The scale of short positions continues to decrease, while the selling pressure of long positions will only appear at a higher MVRV value. Although the rate of decrease has slowed, market liquidity is still decreasing while buying power is recovering. Overall, mid-term liquidity is secure.
In the previous monthly report, we have been tracking the activities of short position whales. During the past 6 months of consolidation, they have dominated the market’s fluctuations.
In October, this group continues to sell to realize profits. The 310,000 coins purchased at the bottom have already been sold, and they are now selling their remaining inventory, with a net sell-off of 110,000 coins in October.
In the context of net fund inflows, their selling activity no longer has an impact on the market. However, they still hold over 6 million BTC, which is still a significant selling force, especially during a weak market, and is expected to have a more noticeable impact in the medium-term.
On-chain data
From late September to mid-October, the uncertain outlook and sluggish market led to a significant decline in new address data. After a rebound, new on-chain addresses saw a rapid increase driven by speculation.
Daily new BTC addresses
There has been a similar change in active entities and daily transaction volume.
Daily active entities on the Bitcoin network
Daily transaction volume on the Bitcoin network
It is worth noting that with the rise of Ordinals, the data structure of the Bitcoin network has changed, and the recent decline in on-chain activity is also related to the fading hype around NTFs (Non-fungible tokens) and BRC-20 Meme coins based on Ordinals.
Aside from these, on-chain activities are important factors that influence the price of the currency, and it is worth tracking them in the long term and in depth. The trend of medium and long-term prices should not deviate from on-chain activities.
Conclusion
In the September briefing, EMC Labs predicted, “The long position force in the fourth quarter is highly likely to take positive actions, pushing the market to challenge the annual high of $32,000 again. It is highly likely to make a historic breakthrough by breaking through the upper edge of the box that has trapped BTC for six months. Despite the difficulties, the recovery period has ended.”.
October is coming to an end, and the prediction has been fulfilled by the market.

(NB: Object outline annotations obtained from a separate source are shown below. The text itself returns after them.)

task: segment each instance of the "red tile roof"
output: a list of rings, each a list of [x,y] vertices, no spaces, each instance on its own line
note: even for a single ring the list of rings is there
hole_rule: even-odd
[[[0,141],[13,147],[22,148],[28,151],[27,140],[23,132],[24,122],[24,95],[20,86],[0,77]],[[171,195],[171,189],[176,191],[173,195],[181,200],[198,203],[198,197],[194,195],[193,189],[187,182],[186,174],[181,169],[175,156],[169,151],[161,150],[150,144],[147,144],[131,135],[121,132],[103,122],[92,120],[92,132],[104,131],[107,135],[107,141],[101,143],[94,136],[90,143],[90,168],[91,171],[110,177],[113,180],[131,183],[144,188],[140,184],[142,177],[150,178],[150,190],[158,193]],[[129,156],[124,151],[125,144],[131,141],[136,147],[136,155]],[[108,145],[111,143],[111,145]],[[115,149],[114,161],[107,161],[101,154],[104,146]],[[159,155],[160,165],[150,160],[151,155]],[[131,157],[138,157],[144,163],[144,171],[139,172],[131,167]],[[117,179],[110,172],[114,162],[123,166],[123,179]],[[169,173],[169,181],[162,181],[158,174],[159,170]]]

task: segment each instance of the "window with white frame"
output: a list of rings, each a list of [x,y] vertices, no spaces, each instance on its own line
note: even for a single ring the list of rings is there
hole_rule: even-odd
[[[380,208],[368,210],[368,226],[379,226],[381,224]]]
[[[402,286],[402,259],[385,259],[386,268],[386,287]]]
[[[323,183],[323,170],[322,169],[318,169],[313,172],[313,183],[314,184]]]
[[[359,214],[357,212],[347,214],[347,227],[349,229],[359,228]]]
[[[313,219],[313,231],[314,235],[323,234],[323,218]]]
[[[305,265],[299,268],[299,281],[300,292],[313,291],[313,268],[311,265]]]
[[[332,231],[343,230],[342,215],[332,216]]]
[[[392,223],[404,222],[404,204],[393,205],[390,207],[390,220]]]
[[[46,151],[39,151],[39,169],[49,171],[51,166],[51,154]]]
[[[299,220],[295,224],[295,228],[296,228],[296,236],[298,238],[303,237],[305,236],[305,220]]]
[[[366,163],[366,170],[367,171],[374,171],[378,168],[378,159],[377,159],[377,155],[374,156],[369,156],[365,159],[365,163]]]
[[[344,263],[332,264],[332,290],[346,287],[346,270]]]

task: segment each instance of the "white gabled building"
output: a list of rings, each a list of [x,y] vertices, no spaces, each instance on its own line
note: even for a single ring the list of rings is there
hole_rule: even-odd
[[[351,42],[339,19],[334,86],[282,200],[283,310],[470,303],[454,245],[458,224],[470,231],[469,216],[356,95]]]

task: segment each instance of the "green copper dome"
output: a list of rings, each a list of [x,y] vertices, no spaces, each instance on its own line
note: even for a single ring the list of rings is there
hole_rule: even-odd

Regarding the future trend, considering on-chain supply, on-chain activities, and technical indicators, EMC Labs believes that after the sharp rise, the current loose chips in the long and short hands have been cashed out for profits. The trend of “entering long” is still continuing. The trend of the recovery period will continue, and from November to December, the market will oscillate upward along the ascending channel in the long and short divergence.
Returning to the box below $32,000 is an extremely low probability event. If it happens, it will bring excellent opportunities for replenishment.
Internal factors that need to be focused on include the correction of on-chain data, BTC-ALTCOIN rotation, and the selling off of short-term whales. External factors include net fund inflow, the trend of the Nasdaq, and the possibility of economic recession. On the contrary, the impact of the increase in the US dollar is likely to be the weakest. If there is another rate hike in December, the market is highly likely to see it as a shoe dropping.